1 ora fa - Tribunale tedesco dice no alle richieste degli ambientalisti
La giustizia tedesca mette la parola fine alla causa dell'associazione DUH contro i due costruttori sui limiti alle emissioni e i motori termici. Sarà finita qui?
Le case automobilistiche continuano a produrre motori scoppio contro i diritti delle giovani generazioni? Un'associazione ambientalista tedesca ne è convinta e a quanto pare violano persino la Costituzione del Paese.
Ambiente e legge: associazione ambientalista tedesca querela BMW e Mercedes-Benz
La questione in tribunale
La vicenda legale che coinvolge BMW e Mercedes-Benz (guarda la homepage di Mercedes-Benz Italia) nasce da una querela promossa da Environmental Action Germany (DUH) in Germania. Al di là della richiesta principale, il caso si è concentrato su una questione giuridica più complessa.
Le aziende private possono essere obbligate a ridurre le emissioni oltre quanto richiesto dalle normative governative vigenti, essendo di fatto soggette a standard più rigorosi rispetto alla legge stessa?
Tuttavia, non è ancora chiaro perché la causa abbia preso di mira specificamente BMW (guarda la homepage di BMW Italia) e Mercedes-Benz, escludendo le decine di altre case automobilistiche operanti in Germania.
Ambiente e legge: una causa promossa da Environmental Action Germany (DUH)
Sentenza chiara ma arriverà l’appello?
L’associazione sosteneva che le case auto avevano già esaurito quote rilevanti di carbonio, chiedendo lo stop ai motori termici entro il 2035. Tuttavia, la Corte ha respinto il ricorso, secondo quanto riportato dalla stampa tedesca (leggi l'articolo sulla sentenza in Germania), chiarendo che la responsabilità normativa è a carico del Governo e non delle singole aziende.
Il giudice Stephan Seiters ha affermato che ''la responsabilità della legislazione sulla protezione del clima spetta ai legislatori”. Ciononostante, la DUH ha fatto intendere che potrebbe valutare un ricorso in appello, il che suggerisce che questa teoria non sia del tutto conclusa.
Ambiente e legge: i giudici tedeschi hanno respinto la querela al mittente
Il ruolo dei giudici e il precedente del 2021
Il caso si basava anche su una decisione della Corte costituzionale federale tedesca del 2021 (leggi la decisione del 2021), che invitava a rafforzare le politiche climatiche.
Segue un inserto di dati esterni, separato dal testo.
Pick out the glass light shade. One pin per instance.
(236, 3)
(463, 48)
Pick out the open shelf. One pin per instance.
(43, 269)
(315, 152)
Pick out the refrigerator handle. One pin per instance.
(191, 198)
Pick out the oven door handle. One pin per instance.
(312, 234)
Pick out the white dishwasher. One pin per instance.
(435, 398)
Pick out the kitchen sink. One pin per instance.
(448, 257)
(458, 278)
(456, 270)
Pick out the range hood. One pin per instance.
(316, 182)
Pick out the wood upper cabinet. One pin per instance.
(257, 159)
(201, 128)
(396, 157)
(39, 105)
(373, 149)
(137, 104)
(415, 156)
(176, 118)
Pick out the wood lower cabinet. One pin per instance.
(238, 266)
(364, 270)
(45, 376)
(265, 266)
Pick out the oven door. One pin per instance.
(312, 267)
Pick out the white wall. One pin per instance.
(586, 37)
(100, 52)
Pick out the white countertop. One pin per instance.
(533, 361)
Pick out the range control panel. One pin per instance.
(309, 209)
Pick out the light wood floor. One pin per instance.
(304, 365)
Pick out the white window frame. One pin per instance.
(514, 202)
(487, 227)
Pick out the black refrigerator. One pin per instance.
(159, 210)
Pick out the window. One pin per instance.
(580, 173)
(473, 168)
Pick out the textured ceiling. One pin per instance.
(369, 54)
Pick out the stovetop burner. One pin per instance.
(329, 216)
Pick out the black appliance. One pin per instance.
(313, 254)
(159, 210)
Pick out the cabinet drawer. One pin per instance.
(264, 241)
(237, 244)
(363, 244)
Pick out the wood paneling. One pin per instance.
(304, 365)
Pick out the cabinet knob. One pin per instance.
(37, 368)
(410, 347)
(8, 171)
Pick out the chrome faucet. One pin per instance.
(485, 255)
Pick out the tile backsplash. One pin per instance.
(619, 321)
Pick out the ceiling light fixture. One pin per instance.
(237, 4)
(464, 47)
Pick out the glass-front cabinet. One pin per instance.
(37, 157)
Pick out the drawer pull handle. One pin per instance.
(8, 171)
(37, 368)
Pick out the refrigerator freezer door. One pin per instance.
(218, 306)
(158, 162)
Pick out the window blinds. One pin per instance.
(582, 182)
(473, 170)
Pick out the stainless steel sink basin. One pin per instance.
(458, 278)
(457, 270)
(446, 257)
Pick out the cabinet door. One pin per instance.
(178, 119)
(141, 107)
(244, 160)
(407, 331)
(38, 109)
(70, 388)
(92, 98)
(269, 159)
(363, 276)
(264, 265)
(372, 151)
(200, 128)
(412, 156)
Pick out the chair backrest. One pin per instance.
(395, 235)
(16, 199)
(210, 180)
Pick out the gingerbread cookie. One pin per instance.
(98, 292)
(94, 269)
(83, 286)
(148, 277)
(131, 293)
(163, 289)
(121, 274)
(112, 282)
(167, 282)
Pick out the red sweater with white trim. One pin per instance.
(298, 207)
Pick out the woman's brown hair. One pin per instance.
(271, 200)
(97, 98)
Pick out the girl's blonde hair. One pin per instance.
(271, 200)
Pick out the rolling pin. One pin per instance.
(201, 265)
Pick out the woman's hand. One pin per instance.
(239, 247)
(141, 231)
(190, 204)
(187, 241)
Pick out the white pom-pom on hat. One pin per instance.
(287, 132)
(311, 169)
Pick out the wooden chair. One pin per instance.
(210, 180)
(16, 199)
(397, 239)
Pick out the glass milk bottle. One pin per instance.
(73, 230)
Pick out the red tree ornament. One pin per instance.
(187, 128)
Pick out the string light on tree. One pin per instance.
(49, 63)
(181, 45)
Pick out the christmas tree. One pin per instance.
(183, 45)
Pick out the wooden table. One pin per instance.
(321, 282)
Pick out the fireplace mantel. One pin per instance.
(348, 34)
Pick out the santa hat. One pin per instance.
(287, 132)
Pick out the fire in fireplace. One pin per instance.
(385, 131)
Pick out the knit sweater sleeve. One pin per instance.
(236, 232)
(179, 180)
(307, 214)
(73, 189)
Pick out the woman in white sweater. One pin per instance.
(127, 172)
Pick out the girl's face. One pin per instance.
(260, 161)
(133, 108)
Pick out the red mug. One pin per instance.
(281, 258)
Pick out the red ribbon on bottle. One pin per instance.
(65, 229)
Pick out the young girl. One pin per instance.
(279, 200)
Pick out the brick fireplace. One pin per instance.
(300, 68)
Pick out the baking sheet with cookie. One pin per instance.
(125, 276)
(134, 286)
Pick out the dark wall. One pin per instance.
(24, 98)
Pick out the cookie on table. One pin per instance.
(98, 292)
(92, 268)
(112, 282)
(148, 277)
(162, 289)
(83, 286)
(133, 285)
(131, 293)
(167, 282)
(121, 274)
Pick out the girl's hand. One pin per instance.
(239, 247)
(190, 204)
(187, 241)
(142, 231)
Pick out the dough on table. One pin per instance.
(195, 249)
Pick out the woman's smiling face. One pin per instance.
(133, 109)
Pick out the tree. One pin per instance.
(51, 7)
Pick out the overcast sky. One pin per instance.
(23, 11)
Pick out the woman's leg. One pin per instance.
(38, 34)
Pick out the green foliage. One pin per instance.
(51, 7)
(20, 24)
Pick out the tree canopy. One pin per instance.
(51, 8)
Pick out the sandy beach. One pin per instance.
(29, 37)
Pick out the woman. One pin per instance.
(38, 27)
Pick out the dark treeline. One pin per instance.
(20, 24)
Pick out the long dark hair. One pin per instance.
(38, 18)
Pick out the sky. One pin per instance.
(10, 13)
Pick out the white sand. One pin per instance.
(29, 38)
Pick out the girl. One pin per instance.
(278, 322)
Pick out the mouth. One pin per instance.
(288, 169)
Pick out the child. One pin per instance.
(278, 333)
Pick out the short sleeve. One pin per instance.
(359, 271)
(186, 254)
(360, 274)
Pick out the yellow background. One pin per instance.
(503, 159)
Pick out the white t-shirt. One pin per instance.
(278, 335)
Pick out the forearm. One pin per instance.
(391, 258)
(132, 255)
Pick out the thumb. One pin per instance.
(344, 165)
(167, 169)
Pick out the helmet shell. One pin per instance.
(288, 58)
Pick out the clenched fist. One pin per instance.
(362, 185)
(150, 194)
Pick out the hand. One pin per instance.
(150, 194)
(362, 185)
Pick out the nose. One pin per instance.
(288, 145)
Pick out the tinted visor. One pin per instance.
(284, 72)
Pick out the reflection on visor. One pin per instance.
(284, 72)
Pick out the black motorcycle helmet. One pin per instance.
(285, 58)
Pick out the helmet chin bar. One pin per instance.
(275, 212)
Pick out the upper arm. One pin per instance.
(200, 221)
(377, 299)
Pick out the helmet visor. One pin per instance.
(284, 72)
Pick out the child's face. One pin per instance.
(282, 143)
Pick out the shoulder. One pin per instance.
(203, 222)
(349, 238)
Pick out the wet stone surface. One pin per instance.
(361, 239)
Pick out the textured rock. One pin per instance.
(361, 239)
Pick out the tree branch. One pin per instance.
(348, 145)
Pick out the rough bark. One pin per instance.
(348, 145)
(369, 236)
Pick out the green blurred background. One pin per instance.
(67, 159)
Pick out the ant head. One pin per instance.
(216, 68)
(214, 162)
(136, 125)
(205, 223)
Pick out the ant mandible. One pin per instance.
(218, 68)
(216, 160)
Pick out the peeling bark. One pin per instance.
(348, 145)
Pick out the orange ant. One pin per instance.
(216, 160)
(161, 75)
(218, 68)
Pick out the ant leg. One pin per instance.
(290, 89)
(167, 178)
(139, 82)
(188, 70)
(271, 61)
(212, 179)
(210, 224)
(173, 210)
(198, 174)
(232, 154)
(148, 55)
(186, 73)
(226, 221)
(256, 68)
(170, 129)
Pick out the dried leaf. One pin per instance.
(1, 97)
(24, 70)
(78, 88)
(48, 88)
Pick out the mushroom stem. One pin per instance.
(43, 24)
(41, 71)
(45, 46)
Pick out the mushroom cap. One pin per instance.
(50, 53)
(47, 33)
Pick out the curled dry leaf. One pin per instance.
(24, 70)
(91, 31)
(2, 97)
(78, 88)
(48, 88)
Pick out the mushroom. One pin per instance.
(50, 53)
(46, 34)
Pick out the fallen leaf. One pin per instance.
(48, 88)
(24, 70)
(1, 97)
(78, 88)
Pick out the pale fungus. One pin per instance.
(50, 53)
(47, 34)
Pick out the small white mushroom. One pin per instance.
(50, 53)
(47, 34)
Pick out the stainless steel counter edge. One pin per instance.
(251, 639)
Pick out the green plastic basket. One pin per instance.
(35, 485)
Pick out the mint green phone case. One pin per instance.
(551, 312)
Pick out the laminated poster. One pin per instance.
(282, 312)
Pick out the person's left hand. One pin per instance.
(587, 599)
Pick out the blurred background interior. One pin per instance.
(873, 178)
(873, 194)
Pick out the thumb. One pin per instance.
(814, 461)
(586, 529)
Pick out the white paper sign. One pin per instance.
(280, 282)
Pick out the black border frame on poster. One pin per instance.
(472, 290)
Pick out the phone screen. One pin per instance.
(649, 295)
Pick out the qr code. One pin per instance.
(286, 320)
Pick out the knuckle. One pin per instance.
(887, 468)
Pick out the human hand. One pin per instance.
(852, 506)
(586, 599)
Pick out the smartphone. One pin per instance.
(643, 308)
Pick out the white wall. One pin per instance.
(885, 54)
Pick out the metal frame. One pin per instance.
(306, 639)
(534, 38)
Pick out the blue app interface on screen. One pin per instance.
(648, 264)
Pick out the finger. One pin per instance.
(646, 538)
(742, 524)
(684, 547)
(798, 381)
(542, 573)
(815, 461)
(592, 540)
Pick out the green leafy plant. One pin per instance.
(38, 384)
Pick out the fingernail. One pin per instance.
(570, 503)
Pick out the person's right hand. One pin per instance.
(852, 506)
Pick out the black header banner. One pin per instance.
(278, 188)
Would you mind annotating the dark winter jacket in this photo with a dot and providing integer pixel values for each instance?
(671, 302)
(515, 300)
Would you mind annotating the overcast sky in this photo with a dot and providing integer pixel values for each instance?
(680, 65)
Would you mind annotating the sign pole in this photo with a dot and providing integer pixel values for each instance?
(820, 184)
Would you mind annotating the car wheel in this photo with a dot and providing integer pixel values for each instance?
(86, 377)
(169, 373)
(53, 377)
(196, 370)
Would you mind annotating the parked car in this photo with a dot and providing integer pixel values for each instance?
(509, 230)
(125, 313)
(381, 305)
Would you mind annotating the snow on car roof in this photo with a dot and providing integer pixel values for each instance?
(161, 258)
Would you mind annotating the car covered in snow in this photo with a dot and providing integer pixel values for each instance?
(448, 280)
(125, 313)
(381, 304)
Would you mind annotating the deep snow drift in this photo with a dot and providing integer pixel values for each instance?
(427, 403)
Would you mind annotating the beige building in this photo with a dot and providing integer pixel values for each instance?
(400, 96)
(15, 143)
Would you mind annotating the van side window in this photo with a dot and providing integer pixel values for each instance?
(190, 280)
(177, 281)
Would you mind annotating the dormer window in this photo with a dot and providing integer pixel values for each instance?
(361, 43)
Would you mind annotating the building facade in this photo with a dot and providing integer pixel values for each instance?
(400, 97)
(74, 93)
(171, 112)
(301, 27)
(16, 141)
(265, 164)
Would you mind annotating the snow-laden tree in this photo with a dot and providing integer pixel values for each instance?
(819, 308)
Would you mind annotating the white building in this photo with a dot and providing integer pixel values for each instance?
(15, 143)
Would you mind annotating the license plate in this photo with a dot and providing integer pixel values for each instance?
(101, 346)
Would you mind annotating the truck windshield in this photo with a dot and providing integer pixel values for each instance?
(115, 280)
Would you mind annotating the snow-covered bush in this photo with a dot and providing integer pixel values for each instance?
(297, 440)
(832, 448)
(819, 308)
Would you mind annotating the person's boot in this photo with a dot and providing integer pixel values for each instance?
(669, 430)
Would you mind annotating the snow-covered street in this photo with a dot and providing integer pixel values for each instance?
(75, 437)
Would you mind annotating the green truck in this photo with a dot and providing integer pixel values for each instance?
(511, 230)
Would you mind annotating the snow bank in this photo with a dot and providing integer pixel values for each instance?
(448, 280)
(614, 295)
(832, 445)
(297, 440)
I giudici hanno però ribadito che non si possono imporre obblighi più severi alle imprese rispetto alle leggi vigenti, respingendo così l’impostazione giuridica della DUH.
Ambiente e legge: il vigoroso motore V8 della Mercedes-Benz AMG GT 63
La posizione di BMW
Accolta con favore la decisione da BMW, che ha dichiarato di “aver da tempo dato un contributo efficace alla protezione del clima”. L’azienda ha inoltre sottolineato che “il dibattito su come raggiungere gli obiettivi climatici debba svolgersi nell’ambito del processo politico”. Secondo un portavoce, la sentenza garantisce certezza giuridica alle imprese attive nel mercato tedesco.